Wasn da los? Folge 32: Der Trank der Götter auf Abruf


Der Feierabend bricht an, die Füße liegen hoch. Ein Griff in den Kühlschrank: Zischt heute ein herbes Pils, ein fruchtiges Pale Ale oder doch ein dunkles Kellerbier? Oder steht der Sinn nach etwas Stärkerem? An der Bar warten ein torfiger Single Malt aus Schottland, ein schwerer Rum aus der Karibik und ein mit Botanicals verfeinerter Gin. Ein paar Schritte in den nächsten Getränkemarkt genügen, und du stehst vor endlosen Regalmetern voller Flüssigkeiten aus allen Winkeln der Erde.

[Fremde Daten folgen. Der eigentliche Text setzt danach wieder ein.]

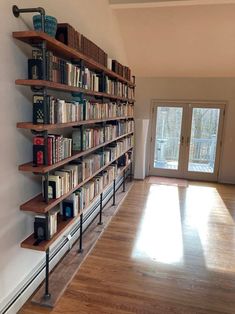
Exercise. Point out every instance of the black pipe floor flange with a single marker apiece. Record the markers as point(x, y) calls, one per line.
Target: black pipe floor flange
point(15, 11)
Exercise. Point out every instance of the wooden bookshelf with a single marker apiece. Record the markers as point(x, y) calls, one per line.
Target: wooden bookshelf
point(62, 225)
point(30, 167)
point(38, 205)
point(49, 127)
point(33, 38)
point(67, 88)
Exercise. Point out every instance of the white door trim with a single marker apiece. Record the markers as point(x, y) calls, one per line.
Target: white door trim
point(195, 103)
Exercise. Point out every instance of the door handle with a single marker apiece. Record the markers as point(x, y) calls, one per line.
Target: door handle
point(188, 140)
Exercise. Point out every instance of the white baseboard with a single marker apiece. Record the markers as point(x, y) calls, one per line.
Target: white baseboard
point(13, 303)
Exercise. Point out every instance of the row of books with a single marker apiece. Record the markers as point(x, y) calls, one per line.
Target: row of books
point(74, 39)
point(46, 227)
point(82, 198)
point(69, 36)
point(58, 148)
point(95, 111)
point(61, 111)
point(64, 180)
point(61, 71)
point(86, 138)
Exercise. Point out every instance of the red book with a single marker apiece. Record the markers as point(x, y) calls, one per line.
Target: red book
point(49, 151)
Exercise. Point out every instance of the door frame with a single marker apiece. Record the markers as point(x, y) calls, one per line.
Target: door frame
point(220, 138)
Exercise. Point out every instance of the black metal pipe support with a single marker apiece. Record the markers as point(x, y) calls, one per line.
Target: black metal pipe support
point(16, 12)
point(47, 295)
point(80, 238)
point(101, 209)
point(124, 181)
point(114, 192)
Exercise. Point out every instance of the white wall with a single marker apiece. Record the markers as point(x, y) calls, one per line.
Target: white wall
point(96, 20)
point(208, 89)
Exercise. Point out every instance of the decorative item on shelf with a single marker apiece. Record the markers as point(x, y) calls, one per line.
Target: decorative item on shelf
point(50, 24)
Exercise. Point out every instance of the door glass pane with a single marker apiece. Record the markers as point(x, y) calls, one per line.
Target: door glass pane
point(204, 132)
point(168, 132)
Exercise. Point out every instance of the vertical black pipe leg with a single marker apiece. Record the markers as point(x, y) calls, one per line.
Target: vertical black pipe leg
point(114, 192)
point(101, 209)
point(131, 172)
point(47, 295)
point(124, 181)
point(80, 238)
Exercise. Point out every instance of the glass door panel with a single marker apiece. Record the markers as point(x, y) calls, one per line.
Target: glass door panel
point(203, 139)
point(167, 137)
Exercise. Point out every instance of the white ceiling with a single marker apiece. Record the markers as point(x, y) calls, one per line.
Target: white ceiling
point(178, 41)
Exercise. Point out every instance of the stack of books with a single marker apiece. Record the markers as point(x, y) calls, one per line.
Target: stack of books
point(116, 88)
point(74, 39)
point(62, 71)
point(62, 111)
point(45, 227)
point(85, 138)
point(67, 178)
point(58, 148)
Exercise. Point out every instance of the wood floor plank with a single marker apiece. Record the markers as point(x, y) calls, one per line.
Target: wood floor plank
point(168, 250)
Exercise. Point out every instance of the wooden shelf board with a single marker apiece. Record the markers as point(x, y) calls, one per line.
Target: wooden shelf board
point(67, 88)
point(44, 245)
point(38, 205)
point(29, 167)
point(62, 225)
point(64, 51)
point(44, 127)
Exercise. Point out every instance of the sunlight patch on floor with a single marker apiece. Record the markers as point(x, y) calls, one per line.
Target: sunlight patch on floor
point(160, 236)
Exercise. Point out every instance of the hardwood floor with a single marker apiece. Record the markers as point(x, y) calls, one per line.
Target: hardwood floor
point(169, 249)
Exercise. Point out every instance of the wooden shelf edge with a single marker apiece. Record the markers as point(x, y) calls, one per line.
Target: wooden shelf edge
point(47, 127)
point(28, 243)
point(29, 167)
point(44, 245)
point(56, 46)
point(37, 204)
point(65, 88)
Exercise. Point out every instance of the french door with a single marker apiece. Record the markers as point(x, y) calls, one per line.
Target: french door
point(186, 140)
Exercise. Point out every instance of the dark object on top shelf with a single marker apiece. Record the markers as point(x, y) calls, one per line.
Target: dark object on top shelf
point(16, 12)
point(50, 24)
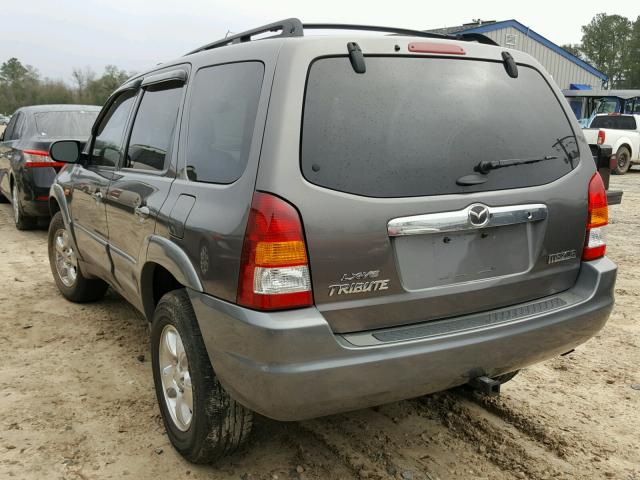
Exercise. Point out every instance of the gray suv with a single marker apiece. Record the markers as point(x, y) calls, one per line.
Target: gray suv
point(316, 224)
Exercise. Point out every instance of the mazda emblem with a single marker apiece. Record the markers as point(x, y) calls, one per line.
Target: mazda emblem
point(478, 215)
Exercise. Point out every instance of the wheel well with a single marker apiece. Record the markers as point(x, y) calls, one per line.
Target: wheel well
point(156, 281)
point(53, 206)
point(628, 147)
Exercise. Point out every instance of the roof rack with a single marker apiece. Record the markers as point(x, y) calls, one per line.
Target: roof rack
point(475, 37)
point(292, 27)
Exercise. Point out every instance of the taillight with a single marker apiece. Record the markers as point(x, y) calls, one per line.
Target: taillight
point(274, 269)
point(598, 216)
point(39, 158)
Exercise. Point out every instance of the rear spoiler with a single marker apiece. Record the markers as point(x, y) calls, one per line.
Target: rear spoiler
point(605, 160)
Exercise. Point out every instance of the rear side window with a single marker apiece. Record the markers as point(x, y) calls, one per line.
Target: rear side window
point(221, 121)
point(65, 124)
point(615, 122)
point(413, 126)
point(154, 128)
point(108, 145)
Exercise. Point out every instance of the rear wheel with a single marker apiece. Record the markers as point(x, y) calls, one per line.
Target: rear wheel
point(63, 260)
point(202, 421)
point(22, 221)
point(623, 161)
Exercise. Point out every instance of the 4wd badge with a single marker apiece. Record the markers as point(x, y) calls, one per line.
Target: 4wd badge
point(561, 256)
point(369, 284)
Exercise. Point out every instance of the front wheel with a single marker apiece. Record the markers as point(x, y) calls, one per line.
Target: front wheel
point(63, 260)
point(623, 161)
point(202, 421)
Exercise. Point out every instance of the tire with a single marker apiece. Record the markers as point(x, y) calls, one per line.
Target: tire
point(505, 377)
point(218, 425)
point(22, 221)
point(623, 161)
point(74, 286)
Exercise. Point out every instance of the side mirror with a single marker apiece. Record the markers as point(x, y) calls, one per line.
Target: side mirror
point(66, 151)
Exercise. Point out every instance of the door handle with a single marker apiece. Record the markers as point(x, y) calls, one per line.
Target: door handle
point(142, 212)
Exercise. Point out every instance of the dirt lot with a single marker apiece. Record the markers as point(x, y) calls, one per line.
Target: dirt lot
point(77, 401)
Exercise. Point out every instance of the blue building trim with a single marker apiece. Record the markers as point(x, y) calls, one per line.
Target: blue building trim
point(490, 27)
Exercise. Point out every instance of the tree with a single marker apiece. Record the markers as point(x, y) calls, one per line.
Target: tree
point(633, 57)
point(573, 48)
point(605, 42)
point(98, 90)
point(82, 77)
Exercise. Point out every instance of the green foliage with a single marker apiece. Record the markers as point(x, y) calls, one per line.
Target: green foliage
point(633, 59)
point(611, 43)
point(21, 85)
point(574, 49)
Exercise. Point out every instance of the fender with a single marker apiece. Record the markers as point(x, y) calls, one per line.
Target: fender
point(163, 252)
point(170, 256)
point(57, 193)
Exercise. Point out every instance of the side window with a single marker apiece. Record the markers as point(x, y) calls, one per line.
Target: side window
point(153, 129)
point(221, 121)
point(10, 127)
point(14, 131)
point(108, 144)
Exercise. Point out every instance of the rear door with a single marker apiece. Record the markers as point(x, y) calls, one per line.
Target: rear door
point(91, 181)
point(400, 225)
point(138, 190)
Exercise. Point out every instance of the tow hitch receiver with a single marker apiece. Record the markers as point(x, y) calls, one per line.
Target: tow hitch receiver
point(485, 386)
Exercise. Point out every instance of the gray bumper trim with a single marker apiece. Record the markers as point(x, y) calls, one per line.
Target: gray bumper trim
point(290, 365)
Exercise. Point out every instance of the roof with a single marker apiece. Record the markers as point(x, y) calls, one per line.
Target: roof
point(58, 108)
point(490, 26)
point(625, 94)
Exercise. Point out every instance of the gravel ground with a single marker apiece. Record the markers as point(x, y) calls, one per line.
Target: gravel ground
point(77, 400)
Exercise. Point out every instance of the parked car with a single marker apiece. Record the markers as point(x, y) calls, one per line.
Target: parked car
point(26, 170)
point(622, 133)
point(311, 225)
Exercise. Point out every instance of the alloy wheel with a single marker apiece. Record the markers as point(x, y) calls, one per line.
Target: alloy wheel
point(66, 260)
point(176, 379)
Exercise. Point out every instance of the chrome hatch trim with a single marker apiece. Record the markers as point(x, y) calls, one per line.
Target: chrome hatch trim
point(459, 220)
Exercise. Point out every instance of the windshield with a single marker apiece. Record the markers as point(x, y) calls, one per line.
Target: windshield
point(412, 126)
point(75, 124)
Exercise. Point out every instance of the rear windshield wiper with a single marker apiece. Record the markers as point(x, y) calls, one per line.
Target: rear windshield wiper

Alkohol ist für uns eine beiläufige Selbstverständlichkeit geworden. Exakt temperiert, auf den Zehntelprozentpunkt destilliert, glasklar gefiltert und jederzeit in unbegrenzter Menge griffbereit. Wir trinken beim Kochen, beim Seriengucken oder einfach, um den Tag abzuhaken. Doch der Rausch war fast die gesamte Menschheitsgeschichte hindurch ein rares, kostbares und fast magisches Gut.
Jetzt springen wir 1100 Jahre zurück – in ein friesisch-skandinavisches Langhaus um das Jahr 920.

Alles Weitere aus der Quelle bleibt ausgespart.